Desde a era da banca livre do século XIX, o sistema monetário internacional nunca testemunhou uma emissão privada de moeda em tal escala. As diferenças são claras: a infraestrutura digital permite uma cobertura global impossível para notas físicas, enquanto a não convertibilidade elimina as restrições automáticas enfrentadas pelos emissores de notas sob o padrão-ouro.
O rumo futuro dependerá de muitos fatores ainda incertos. Se a Tether conseguir superar os desafios regulatórios e manter reservas adequadas durante os ciclos de mercado, estabelecerá um precedente para a emissão privada de moeda como característica permanente do sistema financeiro global. Se ações de execução ou pressão de mercado provocarem um colapso desordenado, as repercussões irão redefinir a abordagem regulatória aos ativos digitais para a próxima geração.

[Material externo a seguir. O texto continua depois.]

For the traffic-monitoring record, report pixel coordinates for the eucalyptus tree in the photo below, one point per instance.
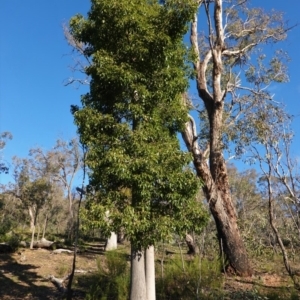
(232, 76)
(130, 118)
(4, 136)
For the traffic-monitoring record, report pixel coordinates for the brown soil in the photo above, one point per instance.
(24, 275)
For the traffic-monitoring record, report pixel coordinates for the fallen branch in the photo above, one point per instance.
(59, 251)
(60, 283)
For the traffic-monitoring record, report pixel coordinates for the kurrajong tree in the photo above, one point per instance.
(232, 79)
(130, 119)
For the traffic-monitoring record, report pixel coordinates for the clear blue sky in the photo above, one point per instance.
(34, 60)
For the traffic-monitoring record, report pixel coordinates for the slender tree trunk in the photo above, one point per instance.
(111, 242)
(138, 280)
(45, 226)
(150, 272)
(33, 228)
(31, 214)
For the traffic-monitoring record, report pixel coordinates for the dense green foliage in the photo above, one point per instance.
(130, 118)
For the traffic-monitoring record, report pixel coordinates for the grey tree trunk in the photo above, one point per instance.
(138, 280)
(111, 243)
(216, 190)
(150, 272)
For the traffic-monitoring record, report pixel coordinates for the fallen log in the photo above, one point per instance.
(60, 283)
(5, 248)
(59, 251)
(43, 243)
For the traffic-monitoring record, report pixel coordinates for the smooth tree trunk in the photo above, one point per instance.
(191, 244)
(209, 161)
(31, 215)
(216, 190)
(137, 277)
(112, 242)
(150, 272)
(33, 228)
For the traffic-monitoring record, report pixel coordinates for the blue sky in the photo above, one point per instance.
(34, 60)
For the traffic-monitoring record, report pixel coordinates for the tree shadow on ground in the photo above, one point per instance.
(20, 281)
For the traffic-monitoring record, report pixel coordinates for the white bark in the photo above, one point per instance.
(112, 242)
(150, 273)
(138, 280)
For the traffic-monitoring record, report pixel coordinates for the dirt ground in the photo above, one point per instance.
(25, 275)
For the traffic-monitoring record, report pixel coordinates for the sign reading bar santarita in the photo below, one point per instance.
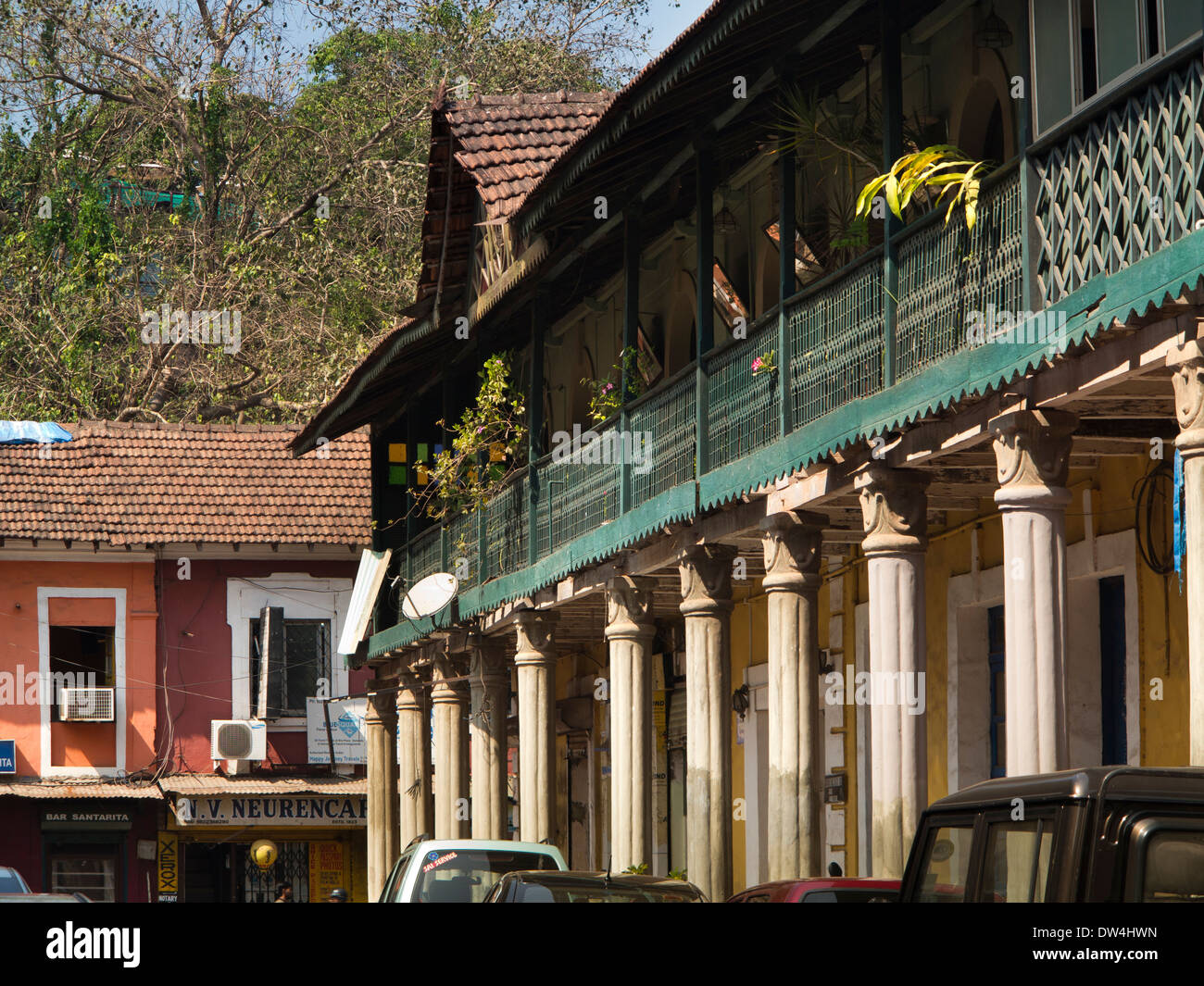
(345, 730)
(292, 810)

O que é indiscutível é a importância deste experimento. Uma empresa privada sediada nas Ilhas Virgens Britânicas, com um número muito reduzido de funcionários, construiu um sistema monetário de dimensão comparável a um banco central, com uma rentabilidade que até supera a dos próprios bancos centrais. A “Teoria Tether” já não é uma hipótese, mas um facto, e o seu impacto está apenas a começar a ser compreendido.